I have a younger brother who was an alcoholic for most of his adult life. Several years ago, he stopped drinking cold turkey..something I would NEVER advise anyone to do. It was rough on him and our family. The symptoms of acute alcohol withdrawal are not to be taken lightly. It took about a couple of years of a lot of craziness, confusion, fatigue, hallucinations and several stretches in rehab for him to emerge out of the darkness of alcoholism
But since then, my brother has been a christian. His utter faith and belief really amaze me and I applaud him.
Sometimes, he makes me mad when he says Jesus saved him without acknowledging those of us who were there for him. I found my brother in a seizure 36 hours after his last drink. I thought he was dying. My mom did not sleep for days watching her son going through symptoms of severe anxiety, hallucinations, delirium. In one incident, he locked us up in the house to go fight the devil on the roof! In retrospect, we laugh but it was scary at the time.
After several attempts to take him to the hospital, We had to trick him to get him there. Since he was having auditory hallucinations, he kept hearing voices and having us check to see what was in his ear. And when he kept mentioning that, our neighbors who were helping us take him to the hospital told him that he was going to have his ears checked and that was how we got him into rehab. I cried when five able-bodied men came to carry my brother away kicking and screaming.
At the hospital, they put him on methadone, benzos and other drugs to calm the symptoms of his body detoxing from long time alcohol use. The doctor also ran all kinds of tests. His liver had not succumbed to liver cirrhosis which was indeed a miracle given how much he used to drink. And by then he had even started on hard drugs. His tests for HIV also came back negative which was such a relief. By the time, my younger brother stopped drinking, he was as thin as a stick. Most , if not all, of calories came from alcolohol and anything he ate didn’t stay down. So we truly though he was HIV positive.
Later when he came from Rehab that first time, he would say Jesus had cured him of AIDS. He still believes that and in a way it is true. Because despite all the risky behaviors he had been involved in, he had somehow escaped.

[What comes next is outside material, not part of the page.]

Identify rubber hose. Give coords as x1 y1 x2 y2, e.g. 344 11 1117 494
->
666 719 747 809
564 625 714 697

I often think how they recommend that additional HIV tests be done evey 6 months for a couple of years. But my brother will hear none of that. “There’s no need”he says, “I was cured. I am cured everyday”
Belief. Through faith and belief, my brother is a different man. Afterall, he may have had his seizure somewhere else and not right out in our yard so I could find him and tend to him. We may not have been strong enough to care for him through severe withdrawal. We may not have found the neighbors who gave up their schedules to drive us to the hospital that day. My brother may have backslid back into alcohol use. My brother may not have had the strength to endure or to care.
So even though my brother’s belief is razor-sharp focused on being cured by the very hands of Jesus. I see the wide web of the people and things like our family, neighbors, strangers,hospital staff, the institutions, the medicines that played a role in all of this. And I’m grateful for them.
My faith and belief are not as focused or blind. But I do believe angels were watching over us, watching my brother for so many years, watching the many people who in one way or another made this miracle happen. For I do believe, it was a miracle. And I believe angels continue to watch over all of us.